Others see it as a major transformation of the way EPA develops climate policy, and one that could have a lasting effect. The discounting of co-benefits could be part of the agency’s overall strategy to reduce pollution controls on industry, said Joe Goffman, executive director of the Harvard Environmental Law Program and a former Obama EPA official and architect of the Clean Power Plan. He said it could become part of the agency’s legal strategy to defend its replacement of the Clean Power Plan.

"It makes it easier to defend doing nothing if you take away the co-benefits," he said. "There is almost a monomaniacal pursuit of every opportunity they have to suppress the valuation of the public health benefits of reducing pollution."

It’s part of a longtime strategy by coal companies, conservative think tanks and lobbyists to weaken EPA’s ability to do its work, he said. And while a number of Pruitt’s efforts at EPA were defeated in the courts, eliminating co-benefits could be more legally durable, he said.

Discounting co-benefits from climate rules could land the agency in court, perhaps even the Supreme Court, Goffman said. Both Chief Justice John Roberts and nominee Brett Kavanaugh have expressed doubt about the necessity of considering co-benefits in regulations.
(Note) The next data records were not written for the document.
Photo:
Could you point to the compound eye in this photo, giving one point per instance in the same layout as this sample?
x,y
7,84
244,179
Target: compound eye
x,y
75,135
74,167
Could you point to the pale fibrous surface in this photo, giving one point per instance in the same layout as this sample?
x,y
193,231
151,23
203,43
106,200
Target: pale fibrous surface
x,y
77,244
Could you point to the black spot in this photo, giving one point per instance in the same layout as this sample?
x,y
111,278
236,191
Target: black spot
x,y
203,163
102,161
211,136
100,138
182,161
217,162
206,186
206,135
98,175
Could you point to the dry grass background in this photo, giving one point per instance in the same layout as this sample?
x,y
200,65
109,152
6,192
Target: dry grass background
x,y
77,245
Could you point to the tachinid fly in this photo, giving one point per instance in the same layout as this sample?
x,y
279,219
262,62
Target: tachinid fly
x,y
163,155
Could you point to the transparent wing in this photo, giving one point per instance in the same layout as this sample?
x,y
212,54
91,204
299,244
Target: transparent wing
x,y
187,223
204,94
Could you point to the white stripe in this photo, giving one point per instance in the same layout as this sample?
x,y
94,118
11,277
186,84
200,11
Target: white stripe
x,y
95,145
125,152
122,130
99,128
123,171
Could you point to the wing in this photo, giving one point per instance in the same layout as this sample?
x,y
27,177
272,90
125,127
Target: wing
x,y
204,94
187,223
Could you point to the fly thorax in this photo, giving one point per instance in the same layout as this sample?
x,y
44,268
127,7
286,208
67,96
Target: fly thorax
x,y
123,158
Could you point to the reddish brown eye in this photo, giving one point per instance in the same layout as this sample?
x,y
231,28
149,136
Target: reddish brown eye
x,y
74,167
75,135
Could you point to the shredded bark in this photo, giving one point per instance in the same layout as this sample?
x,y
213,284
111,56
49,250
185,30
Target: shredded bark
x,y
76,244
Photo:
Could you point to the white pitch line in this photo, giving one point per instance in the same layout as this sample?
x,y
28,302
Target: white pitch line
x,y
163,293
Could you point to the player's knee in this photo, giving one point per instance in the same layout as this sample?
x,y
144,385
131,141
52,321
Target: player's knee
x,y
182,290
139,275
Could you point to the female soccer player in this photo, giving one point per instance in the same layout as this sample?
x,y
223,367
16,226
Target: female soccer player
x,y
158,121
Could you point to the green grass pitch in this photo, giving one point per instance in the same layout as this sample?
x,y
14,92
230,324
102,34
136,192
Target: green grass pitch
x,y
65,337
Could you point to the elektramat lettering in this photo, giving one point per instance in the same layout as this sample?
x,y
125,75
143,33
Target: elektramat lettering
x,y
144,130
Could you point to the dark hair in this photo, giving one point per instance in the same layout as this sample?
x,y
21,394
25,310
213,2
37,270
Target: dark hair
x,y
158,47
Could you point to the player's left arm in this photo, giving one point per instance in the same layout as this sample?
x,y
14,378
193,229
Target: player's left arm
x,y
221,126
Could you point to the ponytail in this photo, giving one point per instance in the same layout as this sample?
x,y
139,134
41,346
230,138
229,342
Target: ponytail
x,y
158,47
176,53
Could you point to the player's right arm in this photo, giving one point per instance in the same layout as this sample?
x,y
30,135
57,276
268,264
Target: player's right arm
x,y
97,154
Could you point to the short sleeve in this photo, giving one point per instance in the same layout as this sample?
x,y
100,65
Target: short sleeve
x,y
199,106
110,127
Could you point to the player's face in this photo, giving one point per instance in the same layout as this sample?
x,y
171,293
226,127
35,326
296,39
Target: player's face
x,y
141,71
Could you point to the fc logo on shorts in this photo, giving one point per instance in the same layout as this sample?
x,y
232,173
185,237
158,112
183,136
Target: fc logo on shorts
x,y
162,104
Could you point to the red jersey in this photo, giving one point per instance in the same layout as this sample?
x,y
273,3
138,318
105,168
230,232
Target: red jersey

"Pruitt may have taken actions that were not well-designed for long-term success, but Pruitt was the point of the spear with a very long shaft," Goffman said. "There has been a coalition of ideologues and interests that have been pushing for all of what we’ve seen this year in this area for a very long time, including through legislation. … What we’re seeing is the staying power that this coalition of ideologues and interests seems to have."